A graça de poder confessar nossos pecados ao irmão evita os terrores do juízo final, pelo irmão, posso estar seguro já neste mundo da realidade de Deus, de seu juízo e seu perdão e assim como a presença garante a autenticidade da confissão dos meus pecado. Deus nos concedeu a graça de poder confessarmos uns aos outros para que estivessemos seguros de seu perdão.





CONFISSÃO DE PECADOS CONCRETOS


Bonhoeffer fala da necessidade de uma concretude na confissão, uma confissão generalizada não serve para nada mais que tornar os homens justificados por si mesmos. Ele sugere que uma confrontação com os dez mandamentos será a melhor preparação para a confissão, sem isto, há o perigo da hipocrisia. 


A confissão é um meio de que Deus se vale par oferecer sua ajuda ao pecador, Lutero dizia que é impossível imaginar um cristão sem a confissão fraterna, no Catecismo Maior, ele diz : "por isto, quando exorto os crentes a que se confessem seus pecados uns com os outros, os exorto simplesmente a serem cristãos". 


COM QUEM CONFESSAR-SE


Bonhoeffer fala de aspectos práticos, segundo a promessa de Jesus, todo cristão pode converter-se em um confessor de seus irmãos.
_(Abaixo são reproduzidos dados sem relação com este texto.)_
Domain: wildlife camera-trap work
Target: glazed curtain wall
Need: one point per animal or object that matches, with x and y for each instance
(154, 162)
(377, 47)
Para o crente que vive debaixo da cruz e que tem reconhecido nela o abismo de impiedade do coração humano e do próprio coração, nenhum pecado pode ser-lhe já estranho, quem se mortificou com o próprio pecado na cruz, não pode se espantar ante os pecados dos outros por mais graves que sejam.


Através da cruz, conhecemos o coração humano, a imensidade da sua perdição, seu veneno e extravio, também conhecemos o preço da graça e da misericórdia que nos devolveu a Deus, e também sabemos que apenas o crente que permanece debaixo da cruz pode receber nossa confissão.



Bonhoeffer faz uma comparação com a psicologia, ante a eles, sou um enfermo, mas diante dos irmãos, me está permitido ser um pecador.

O contato diário e profundo com a cruz despoja o cristão tanto do espírito humano de juízo como da indulgência, dando-lhe em troca uma atitude de severidade e de amor conforme o Espírito de Deus. Diariamente o crente passa pela experiência da morte e ressurreição do pecado, justificado pela graça. Somos empurrados a amar nossos irmãos com o amor e a misericórdia de Deus, que através da morte, conduz o pecador a uma nova vida.


Quem vive debaixo dessa cruz é que pode ouvir nossa confissão, ela surge por si mesma da pregação da cruz.


O PERDÃO DOS PECADOS


A comunidade cristã  que pratica a confissão deve guardar-se dos perigos, o primeiro é designar um confessor para toda a comunidade, o segundo é que se guarde de fazer da confissão uma obra piedosa no sentido religioso barthiano, isso seria uma maneira impúdica, estéril e abominável de entregar seu coração, é a confissão considerada como obra meritória, 




A COMUNIDADE EUCARÍSTICA



A confissão embora em si mesmo seja uma ação completa, tem como objetivo especial preparar a igreja para participar da santa ceia, reconciliados com Deus e com os homens, os crentes  estão prontos para receber o corpo e sangue de Jesus.

Ele exige que nos cheguemos ao altar sem estar reconciliado com os irmãos, para recebermos juntos a graça de Deus por meio do sacramento é necessário que os crentes tenham se destituído de todo fermento de cólera, maledicência e hostilidade que haja entre eles.

O convite para a confissão fraterna é dirigida para todos que o pecado tem submergido e que buscam a certeza do perdão, o perdão do perdão dele agora se manifesta na comunidade cristã pela presença decisiva de seu Senhor.

Bonhoeffer defende um tempo de preparação para a santa ceia, um período de  exortação, consolação e oração e assim o dia da santa ceia será uma festa para a comunidade cristã, reconciliados plenamente com Deus e com os irmãos, os crentes recebem o presente do corpo e do sangue de Jesus, o perdão, a vida nova e a bem-aventurança eterna. A comunidade eucarística é o vínculo que une os fiéis que permanece na eternidade, a vida comunitária dos cristãos que vivem debaixo da autoridade das Escrituras encontra no sacramento sua plenitude.